Do you have eyes, and fail to see? Do you have ears, and fail to hear? . . . Do you not yet understand? (Mark 8:18, 21) 

I understand something of Jesus’ “yet challenge.” Even on my good days, I can be near-sighted and blind. All too often, I fail to grasp the near-at-hand presence of God. I am definitely part of Jesus’ “yet challenge.” All of us are. As disciples, we are all something like Mark’s fourth grade class. When we are unable to see, we need to encourage one another. When we fail to “get it,” we need to remind each other that we don’t get it “yet.”

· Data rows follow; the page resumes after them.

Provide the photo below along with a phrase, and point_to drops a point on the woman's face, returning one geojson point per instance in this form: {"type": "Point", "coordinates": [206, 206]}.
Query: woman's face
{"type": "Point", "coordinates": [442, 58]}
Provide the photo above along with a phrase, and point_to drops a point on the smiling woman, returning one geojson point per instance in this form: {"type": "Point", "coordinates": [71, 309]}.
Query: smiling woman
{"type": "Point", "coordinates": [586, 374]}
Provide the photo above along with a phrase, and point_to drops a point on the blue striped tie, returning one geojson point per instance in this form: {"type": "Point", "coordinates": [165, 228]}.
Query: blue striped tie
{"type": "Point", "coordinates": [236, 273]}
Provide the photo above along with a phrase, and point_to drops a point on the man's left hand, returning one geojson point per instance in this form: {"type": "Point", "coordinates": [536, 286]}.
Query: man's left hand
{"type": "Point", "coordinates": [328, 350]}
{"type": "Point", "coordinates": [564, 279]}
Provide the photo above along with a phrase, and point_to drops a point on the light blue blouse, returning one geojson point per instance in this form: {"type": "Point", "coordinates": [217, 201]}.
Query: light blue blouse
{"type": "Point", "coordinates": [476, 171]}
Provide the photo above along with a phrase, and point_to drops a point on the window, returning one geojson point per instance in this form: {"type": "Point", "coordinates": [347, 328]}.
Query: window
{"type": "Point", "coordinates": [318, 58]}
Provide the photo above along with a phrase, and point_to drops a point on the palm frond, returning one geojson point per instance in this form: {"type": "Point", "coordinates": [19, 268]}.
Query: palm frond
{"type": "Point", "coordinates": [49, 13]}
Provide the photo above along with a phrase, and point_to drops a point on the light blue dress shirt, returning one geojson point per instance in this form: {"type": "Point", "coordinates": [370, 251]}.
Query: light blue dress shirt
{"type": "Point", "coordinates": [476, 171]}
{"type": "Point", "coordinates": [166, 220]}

For Paul, the “yet challenge” is an inescapable part of the spiritual journey: “For now we see in a mirror, dimly, but then we will see face to face.” (I Cor. 13:12) The “yet challenge” encourages us to be patient with what we don’t understand – yet. It invites us to trust that God – like every good teacher – is patient and supportive. The “yet challenge” urges us to long for the day when the fog will lift, and we will see God face-to-face.

Questions to Ponder

Here are some questions to help you reflect on the “yet challenge.”

  • What is your experience of the “yet challenge”:
    • At different times during your spiritual journey?
    • At this moment in your life?
  • How has your unfolding spiritual journey caused you to:
    • Expand/deepen your understanding of God?
    • Understand your own identity in new ways?
    • Relate to others differently?
    • Appreciate the unity of all that is?
  • At this moment of your life, what is your experience of the “yet challenge?”
  • As you consider your own experience of the “yet challenge”:
    • Who has encouraged and supported?
    • Who could you encourage and support?